I think we need an indirection table : a project may present multiple routes and multiple lidar point clouds with different schemas, which implies multiple tables that have to be registered in such an indirection table, in my opinion.

elemoine commented 7 years ago

I had a quick chat with @ldgeo. He is not a big fan of schema names including capital letters. I understand that. We could indeed have create_project use lower on the project name when inserting a project record into the project table, and use lower case letters everywhere. The issue is that the user code will also need to convert strings to lower case before making comparisons with project names in the database. So for that reason I still think allowing project names with upper case letters is a better option.

Also, I am wondering why we actually need to create a schema named after the project name. Instead why don't we just have the "image", "route" and "lidar" tables in the "li3ds" schema? If "image", "route" and "lidar" are just indirection tables to the actual data stores I don't see why we need project-specific schemas.

Now, about whether we need indirection tables. I agree with @mbredif.
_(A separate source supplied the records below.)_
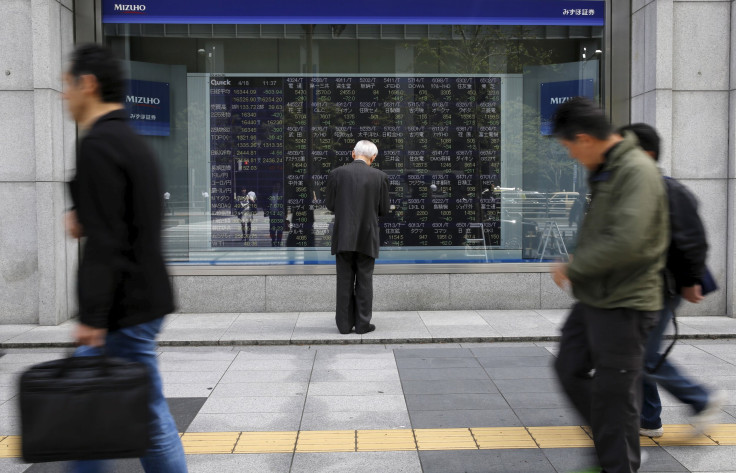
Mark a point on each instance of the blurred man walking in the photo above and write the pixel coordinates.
(616, 277)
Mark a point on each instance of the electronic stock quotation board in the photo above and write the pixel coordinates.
(439, 141)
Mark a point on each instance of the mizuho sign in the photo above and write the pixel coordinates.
(122, 7)
(143, 100)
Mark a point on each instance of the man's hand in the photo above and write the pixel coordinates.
(73, 227)
(559, 276)
(90, 336)
(693, 294)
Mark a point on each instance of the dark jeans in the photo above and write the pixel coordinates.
(354, 298)
(611, 342)
(667, 375)
(138, 343)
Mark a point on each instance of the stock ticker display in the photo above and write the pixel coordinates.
(439, 140)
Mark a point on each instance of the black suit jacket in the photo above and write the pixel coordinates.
(358, 195)
(117, 194)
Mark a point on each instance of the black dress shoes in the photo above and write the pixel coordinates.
(370, 328)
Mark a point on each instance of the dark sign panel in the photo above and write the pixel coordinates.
(552, 94)
(147, 104)
(468, 12)
(439, 140)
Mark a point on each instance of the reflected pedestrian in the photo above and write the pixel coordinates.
(123, 287)
(615, 276)
(276, 214)
(358, 195)
(683, 280)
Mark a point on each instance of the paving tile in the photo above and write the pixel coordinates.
(521, 373)
(462, 332)
(29, 358)
(410, 363)
(704, 458)
(262, 463)
(13, 330)
(485, 461)
(202, 321)
(251, 421)
(207, 354)
(187, 334)
(190, 377)
(233, 405)
(513, 362)
(458, 386)
(409, 335)
(685, 355)
(658, 459)
(184, 410)
(571, 459)
(187, 390)
(377, 403)
(681, 414)
(271, 365)
(435, 352)
(354, 375)
(519, 323)
(548, 400)
(259, 389)
(302, 335)
(549, 417)
(438, 402)
(442, 374)
(277, 352)
(353, 352)
(357, 419)
(193, 365)
(464, 418)
(44, 334)
(385, 462)
(452, 318)
(354, 388)
(508, 350)
(513, 386)
(346, 363)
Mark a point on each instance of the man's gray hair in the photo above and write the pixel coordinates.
(366, 149)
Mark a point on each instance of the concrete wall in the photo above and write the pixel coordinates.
(683, 82)
(227, 293)
(36, 156)
(683, 65)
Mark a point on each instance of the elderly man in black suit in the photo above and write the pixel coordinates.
(358, 195)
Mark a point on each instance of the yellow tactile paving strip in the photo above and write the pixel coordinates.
(473, 438)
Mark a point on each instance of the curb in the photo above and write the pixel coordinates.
(352, 341)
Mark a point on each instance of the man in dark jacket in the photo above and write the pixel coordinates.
(684, 275)
(616, 277)
(123, 286)
(358, 195)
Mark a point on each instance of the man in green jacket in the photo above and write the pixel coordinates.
(615, 275)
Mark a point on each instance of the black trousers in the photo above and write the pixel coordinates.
(354, 301)
(611, 342)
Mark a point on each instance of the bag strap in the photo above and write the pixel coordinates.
(671, 306)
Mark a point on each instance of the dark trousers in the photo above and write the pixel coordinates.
(354, 301)
(611, 342)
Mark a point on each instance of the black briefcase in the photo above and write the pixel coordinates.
(84, 408)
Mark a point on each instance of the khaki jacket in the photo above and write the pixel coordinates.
(623, 241)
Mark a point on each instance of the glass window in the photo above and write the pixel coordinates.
(249, 119)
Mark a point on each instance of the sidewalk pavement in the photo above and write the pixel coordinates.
(315, 328)
(431, 408)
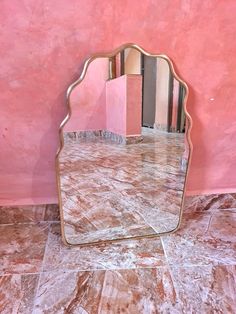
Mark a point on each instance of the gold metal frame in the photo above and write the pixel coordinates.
(66, 119)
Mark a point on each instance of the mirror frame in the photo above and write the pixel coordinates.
(66, 119)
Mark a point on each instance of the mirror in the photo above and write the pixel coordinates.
(125, 149)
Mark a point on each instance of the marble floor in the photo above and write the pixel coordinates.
(190, 271)
(111, 190)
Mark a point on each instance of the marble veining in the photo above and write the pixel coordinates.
(111, 191)
(190, 271)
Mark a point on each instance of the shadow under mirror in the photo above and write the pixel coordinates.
(123, 164)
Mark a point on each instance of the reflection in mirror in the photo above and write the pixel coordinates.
(123, 164)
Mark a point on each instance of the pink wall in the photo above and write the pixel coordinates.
(88, 99)
(124, 105)
(43, 45)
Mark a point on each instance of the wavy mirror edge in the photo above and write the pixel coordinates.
(67, 118)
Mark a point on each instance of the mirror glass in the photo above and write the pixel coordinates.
(122, 166)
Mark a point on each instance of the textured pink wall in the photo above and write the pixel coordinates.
(134, 104)
(43, 45)
(88, 99)
(116, 105)
(124, 104)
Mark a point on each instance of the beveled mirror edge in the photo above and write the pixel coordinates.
(67, 117)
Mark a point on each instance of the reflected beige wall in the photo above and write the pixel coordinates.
(132, 61)
(162, 92)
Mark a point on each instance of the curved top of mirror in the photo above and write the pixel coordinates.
(124, 148)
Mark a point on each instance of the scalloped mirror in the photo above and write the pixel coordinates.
(124, 149)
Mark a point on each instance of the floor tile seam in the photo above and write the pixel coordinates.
(28, 223)
(172, 265)
(41, 269)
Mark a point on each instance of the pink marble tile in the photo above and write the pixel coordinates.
(111, 191)
(22, 247)
(21, 214)
(121, 291)
(203, 239)
(212, 203)
(17, 293)
(52, 212)
(206, 289)
(124, 254)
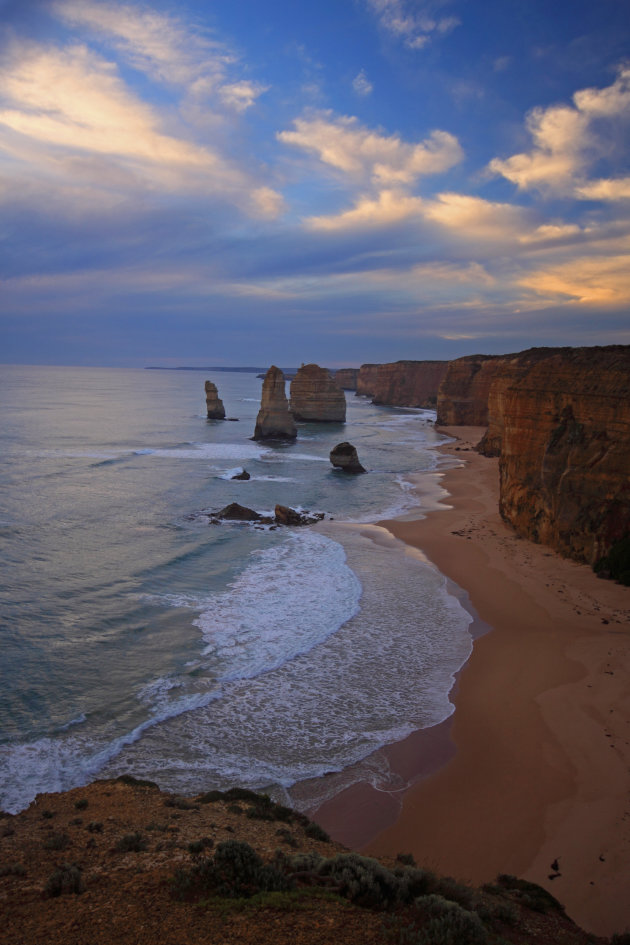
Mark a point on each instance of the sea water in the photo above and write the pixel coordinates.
(137, 638)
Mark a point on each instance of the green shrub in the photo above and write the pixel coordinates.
(529, 894)
(315, 832)
(131, 843)
(135, 782)
(66, 879)
(235, 871)
(447, 923)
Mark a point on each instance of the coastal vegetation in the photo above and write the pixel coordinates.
(210, 867)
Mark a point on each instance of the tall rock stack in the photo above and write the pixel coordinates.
(214, 404)
(315, 397)
(274, 421)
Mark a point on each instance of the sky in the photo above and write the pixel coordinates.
(343, 181)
But this means that uri in datasource may be a directory name or a table name. And uri in lidar (or image or route) may be a file name (or directory name) or a patch column name. @mbredif, is this what you have in mind?

elemoine commented 7 years ago

Also, I am wondering why we actually need to create a schema named after the project name. Instead why don't we just have the "image", "route" and "lidar" tables in the "li3ds" schema? If "image", "route" and "lidar" are just indirection tables to the actual data stores I don't see why we need project-specific schemas.

I just added a commit that implements this.

elemoine commented 7 years ago

@ldgeo and I discussed this again. Our conclusion is to remove image, lidar and route and only use datasource as the indirection table. This eliminates the "case sensitivity" issue. And it makes things simpler, with just one indirection table.

This is what the table will look like:

create type datasource_type as enum (
    'image',
    'route',
    'lidar'
);

create table datasource(
    id serial primary key
    , uri varchar
    , type datasource_type not null
    , parameters jsonb
    , capture_time timestamptz
    , session int references session(id) on delete cascade not null
    , referential int references referential(id) on delete cascade not null
    , constraint uniqdatasource unique(uri, session, referential)
);

And we suggest schemes in uri, to be able to determine if the datasource refers to a file on the file system or a column of the database. Examples include file:/path/to/img.tif and column:public.paris.points.

capture_time makes sense for datasources that refer to image files. But it doesn't make sense for lidar data stored in a Postgres table. So it will just be NULL in the latter case.